5227.0: Wednesday, October 24, 2001 - 4:35 PM

Abstract #26540

Lessening the impact of Medi-Cal provider fraud on public health

Diana M. Bontá, RN, DrPH and Diana L. Ducay. California Department of Health Services, 714 P Street, Sacramento, CA 95814, 916.657.1431, dbonta@dhs.ca.gov

Health care fraud by providers takes billions of dollars annually from the Medicaid program, but also impacts the public's health. California's version of Medicaid, Medi-Cal, is administered by the State Department of Health Services (DHS) to provide health care to the State's low-income population. In recent years, an unprecedented number of unscrupulous Medi-Cal providers have defrauded the program and created potentially serious public health concerns. Provider fraud schemes using identity theft impact the reputations, and finances, of honest health care providers. Fraudulent medical care (i.e., services not rendered or rendered without adherence to medical standards) impacts Medi-Cal beneficiaries and/or entire communities by failing to diagnose or treat actual medical conditions (e.g., hepatitis), causing harm (e.g., contaminated blood draws), and increasing the risk of epidemics (e.g., untreated communicable diseases). The DHS devised an innovative audit strategy and coordinated referral process to evaluate providers with suspicious Medi-Cal billing activity. The goal was to assure access to quality health care and stop fraudulent providers while not inhibiting the beneficiaries and honest providers. Teams composed of one medical professional and one investigator with peace officer status make onsite visits; these teams are uniquely qualified to assess both quality of care and business legitimacy. Quality of care concerns are referred to the professional licensing boards; evidence of fraud results in sanctions and/or referral for further investigation to the DHS Investigations Branch, the State Department of Justice, or the Federal Bureau of Investigation.

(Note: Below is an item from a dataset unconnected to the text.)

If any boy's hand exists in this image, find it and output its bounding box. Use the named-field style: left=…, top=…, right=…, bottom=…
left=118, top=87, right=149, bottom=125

Learning Objectives: "At the conclusion of the session, the participant (learner)in this session will be able to: 1. Recognize at least five common Medicaid provider fraud schemes." 2. Describe how Medicaid provider fraud is potentially harmful to the public's health." 3. Develop a unique investigative team and coordinated audit/referral process to effectively contain and prevent Medicaid provider fraud."

Keywords: Health Care Quality, Medicaid

Presenting author's disclosure statement:
Organization/institution whose products or services will be discussed: California Department of Health Services
I do not have any significant financial interest/arrangement or affiliation with any organization/institution whose products or services are being discussed in this session.